La suite de l’opéra «Le conte du Tsar Saltan» de Rimski-Korsakov a ouvert la soirée. Un morceau plein de contrastes musicaux qui déborde littéralement de thèmes charmants et simples qui flattent l’oreille. Le compositeur a réussi à résumer de façon magistrale ce conte qui relate l’histoire d’une pauvre fille paysanne qui attend un enfant du tsar. Ce dernier l’abandonne malgré tout à son sort et la pauvrette doit traverser de nombreuses aventures et affronter de grands dangers avant d’être sauvée.
Yuri Simonov qui a remplacé Meeme Järvi au pied levé, a choisi cette œuvre à la place d’une composition d’Eduard Tubin, initialement prévue. Simonov a assuré la direction de cette œuvre scintillante avec verve, un grand savoir-faire et beaucoup d’élégance. L’orchestre a interprété l’ensemble de l’œuvre avec beaucoup de sensibilité: aussi bien les passages lyriques que les grands arcs de tension du second mouvement ou encore les passages dramatiques qui incitèrent les instruments à cordes à se laisser emporter dans des grognements et des hurlements à tel point que l’on avait l’impression que «la frégate» ne tarderait pas à s’envoler dans les airs.
«Le vol du bourdon», volontiers interprété en version pour solistes de violon et violoncelle, fût joué différemment : chez Simonov ces instruments ont été mis sur un pied d’égalité avec le reste de l’orchestre. Une expérience auditive supplémentaire.
Ensuite, Martin Fröst, l’un des clarinettistes les plus adulés du moment, entra en scène. On peut dire que sa popularité est totalement justifiée. Grâce à son interprétation du concerto pour clarinette et orchestre op. 1 de Weber, il a prouvé une fois de plus que ce sont les jeunes solistes de la nouvelle génération qui «donnent le ‘la’ dans le domaine des concertos classiques pour solistes. Profondément lié aux musiciens de l’orchestre, par moment totalement tourné vers eux, il a fait naître de son instrument des sons très différenciés. Ils furent davantage nourris par de nouvelles techniques que par un jeu historique et statique.
Ses pianissimos étaient chaleureux mais, quand le contexte l’exigeait, ils pouvaient aussi bien être empreints d’une sombre complexité.

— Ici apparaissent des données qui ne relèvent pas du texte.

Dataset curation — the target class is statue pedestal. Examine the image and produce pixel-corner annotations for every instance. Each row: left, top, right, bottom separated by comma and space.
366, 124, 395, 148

C’est précisément cette richesse de nuances qui rend son jeu aussi passionnant. Son costume de scène évoqua plutôt un cowboy chic qu’un soliste de concert et contribua à créer un certain décalage avec le coté classique de l’interprétation. Lors du 2e mouvement, les cors formèrent un quartet avec le clarinettiste. (Jérôme Hanar, Renaud Leipp et Patrick Cailleiret) Grâce à eux, ce passage fut l’un des plus émouvants du concert. Pourtant, à cet endroit, la moindre impureté d’un son pouvait faire des ravages. Mais il n’en fut rien, loin de là : l’écho de cet enchantement était encore perceptible longtemps après que la dernière note fut jouée.
Le petit morceau de Kletzmer «Let’s be happy» que Martin Fröst a joué accompagné par l’orchestre en guise de bis est la preuve que le jeune soliste n’a pas de d’idées préconçues concernant les différents genres musicaux. Le grand jeune homme blond et malicieux à la technique à couper le souffle a offert à profusion des passages vertigineux qui ont déchainé le public. Ce musicien a déjà joué et jouera encore dans toutes les grandes salles de concert du monde. Quelle merveille d’avoir pu l’entendre à Strasbourg !

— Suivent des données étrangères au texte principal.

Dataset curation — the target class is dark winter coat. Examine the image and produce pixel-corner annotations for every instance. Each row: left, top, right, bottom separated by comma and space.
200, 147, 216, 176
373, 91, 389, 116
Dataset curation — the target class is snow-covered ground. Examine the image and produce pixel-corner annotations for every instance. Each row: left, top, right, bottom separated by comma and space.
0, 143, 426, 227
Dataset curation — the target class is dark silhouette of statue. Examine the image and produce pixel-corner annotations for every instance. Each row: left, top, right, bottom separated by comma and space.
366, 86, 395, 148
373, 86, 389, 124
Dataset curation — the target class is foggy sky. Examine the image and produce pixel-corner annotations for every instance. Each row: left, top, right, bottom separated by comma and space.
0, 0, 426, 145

La 5e symphonie d’Alexander Glazounov devait clore la soirée. Le thème était en accord total avec les morceaux qui l’avaient précédée. Dans ce concert, des moments tout à fait dramatiques succèdent à une légèreté sans égal, une idée musicale ravissante chasse l’autre et des mélodies harmonieuses font la jonction entre les différents passages. Le dernier mouvement montre encore plus clairement que les deux précédents que Glazounov a bien vécu les 36 dernières années de sa vie au 21e siècle. Si vous êtes fatigué, cette musique remplace avantageusement n’importe quelle tasse de café corsé : la nervosité des instruments à cordes, la forte utilisation des instruments à vent et des timbales et l’immense bouillonnement qui finit par emporter tout l’orchestre, ne permettent pas à la fatigue de s’installer. Même à une heure tardive.
Un programme merveilleusement conçu, un soliste exceptionnel et une solide direction d’orchestre de la vieille école , c’est un vent qui permet, à la plus grande joie du public, de naviguer en toute sécurité.